1曲1曲を解説するのはなかなかに難しい。とりわけ「ゆめ」においては。アルバムを1枚通して1曲と言えてしまいそう。Lampにしては珍しくゲストミュージシャンを複数招いており、一部は北園みなみにアレンジを丸投げしている(らしい)にもかかわらず、統一感・地続き感を携えているし、一編の映画をシーン別に切り取っているように感じられる。

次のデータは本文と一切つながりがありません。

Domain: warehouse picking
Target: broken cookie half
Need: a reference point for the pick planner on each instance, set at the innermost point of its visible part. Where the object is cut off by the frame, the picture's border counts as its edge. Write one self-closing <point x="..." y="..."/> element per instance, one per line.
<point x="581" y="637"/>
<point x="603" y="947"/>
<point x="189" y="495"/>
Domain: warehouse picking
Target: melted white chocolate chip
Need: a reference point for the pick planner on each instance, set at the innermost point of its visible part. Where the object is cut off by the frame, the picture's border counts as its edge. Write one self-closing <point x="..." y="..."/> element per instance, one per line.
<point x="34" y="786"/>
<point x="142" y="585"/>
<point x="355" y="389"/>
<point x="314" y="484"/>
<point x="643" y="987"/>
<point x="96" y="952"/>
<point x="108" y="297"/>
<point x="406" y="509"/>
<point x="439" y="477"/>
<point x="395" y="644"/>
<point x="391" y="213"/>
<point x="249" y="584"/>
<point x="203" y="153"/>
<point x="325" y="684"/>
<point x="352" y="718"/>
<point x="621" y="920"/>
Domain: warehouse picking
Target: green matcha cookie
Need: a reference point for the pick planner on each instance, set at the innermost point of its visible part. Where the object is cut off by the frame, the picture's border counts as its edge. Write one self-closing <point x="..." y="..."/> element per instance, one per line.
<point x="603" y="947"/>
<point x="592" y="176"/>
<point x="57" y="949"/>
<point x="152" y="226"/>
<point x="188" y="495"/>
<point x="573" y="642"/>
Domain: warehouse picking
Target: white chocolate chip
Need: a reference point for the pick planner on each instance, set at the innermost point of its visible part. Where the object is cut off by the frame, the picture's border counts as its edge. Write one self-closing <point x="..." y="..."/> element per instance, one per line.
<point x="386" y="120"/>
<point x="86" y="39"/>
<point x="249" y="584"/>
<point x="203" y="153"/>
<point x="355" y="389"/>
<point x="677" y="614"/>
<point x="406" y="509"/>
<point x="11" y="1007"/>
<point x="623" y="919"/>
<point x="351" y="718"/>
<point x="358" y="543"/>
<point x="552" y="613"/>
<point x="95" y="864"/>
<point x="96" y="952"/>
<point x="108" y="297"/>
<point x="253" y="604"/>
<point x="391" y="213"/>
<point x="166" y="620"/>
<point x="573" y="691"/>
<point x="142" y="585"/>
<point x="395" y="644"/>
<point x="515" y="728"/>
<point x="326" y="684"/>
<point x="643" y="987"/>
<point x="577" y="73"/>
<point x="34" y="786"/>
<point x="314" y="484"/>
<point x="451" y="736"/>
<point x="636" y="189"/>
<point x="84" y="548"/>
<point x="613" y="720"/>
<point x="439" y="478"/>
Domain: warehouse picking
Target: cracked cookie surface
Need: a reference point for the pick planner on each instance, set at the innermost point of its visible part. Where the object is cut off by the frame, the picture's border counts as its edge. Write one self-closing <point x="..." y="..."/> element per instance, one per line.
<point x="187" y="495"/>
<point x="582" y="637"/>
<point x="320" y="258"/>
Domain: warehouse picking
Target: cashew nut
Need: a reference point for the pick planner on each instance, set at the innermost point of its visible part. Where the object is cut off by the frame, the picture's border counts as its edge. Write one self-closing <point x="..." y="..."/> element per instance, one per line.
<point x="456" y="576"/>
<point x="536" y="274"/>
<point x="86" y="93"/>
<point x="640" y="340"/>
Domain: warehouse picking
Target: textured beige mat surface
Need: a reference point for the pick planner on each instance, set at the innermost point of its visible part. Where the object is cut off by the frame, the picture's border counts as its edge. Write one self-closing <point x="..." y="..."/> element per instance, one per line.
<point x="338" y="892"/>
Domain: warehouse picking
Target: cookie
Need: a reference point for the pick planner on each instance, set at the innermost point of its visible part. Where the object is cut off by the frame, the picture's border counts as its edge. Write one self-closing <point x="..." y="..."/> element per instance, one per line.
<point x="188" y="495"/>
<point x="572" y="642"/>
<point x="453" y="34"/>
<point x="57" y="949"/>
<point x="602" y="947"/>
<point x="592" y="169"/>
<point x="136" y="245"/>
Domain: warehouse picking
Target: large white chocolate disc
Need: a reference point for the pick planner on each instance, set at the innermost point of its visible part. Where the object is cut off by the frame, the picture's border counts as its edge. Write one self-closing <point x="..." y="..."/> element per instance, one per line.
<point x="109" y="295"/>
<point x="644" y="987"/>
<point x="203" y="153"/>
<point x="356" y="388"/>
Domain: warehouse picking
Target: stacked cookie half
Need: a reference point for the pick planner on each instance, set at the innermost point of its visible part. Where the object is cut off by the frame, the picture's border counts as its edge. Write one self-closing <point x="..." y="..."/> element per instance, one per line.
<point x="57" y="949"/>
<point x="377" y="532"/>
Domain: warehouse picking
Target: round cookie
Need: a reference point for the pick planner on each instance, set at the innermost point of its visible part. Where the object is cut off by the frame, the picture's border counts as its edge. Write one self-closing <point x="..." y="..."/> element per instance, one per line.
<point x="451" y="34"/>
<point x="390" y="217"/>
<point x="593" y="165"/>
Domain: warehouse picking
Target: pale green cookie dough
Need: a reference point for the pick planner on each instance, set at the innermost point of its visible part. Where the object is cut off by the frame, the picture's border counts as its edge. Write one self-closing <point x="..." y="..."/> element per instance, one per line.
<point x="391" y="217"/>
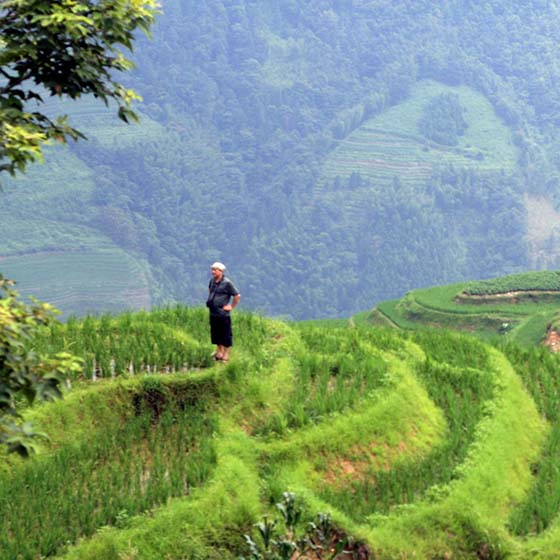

リリースされたのが記憶によれば2月頃で、東京では大雪が降っていて、足を雪に埋めながら、わざわざCDを買いに出かけたことを覚えているからか、冬のイメージを感じ取っていたが、今回聴き直してみると「7月」とか、「夏の終わりの」とか、季節については冬ばかりというわけではなかった。いずれにせよ心に染み渡る名盤である。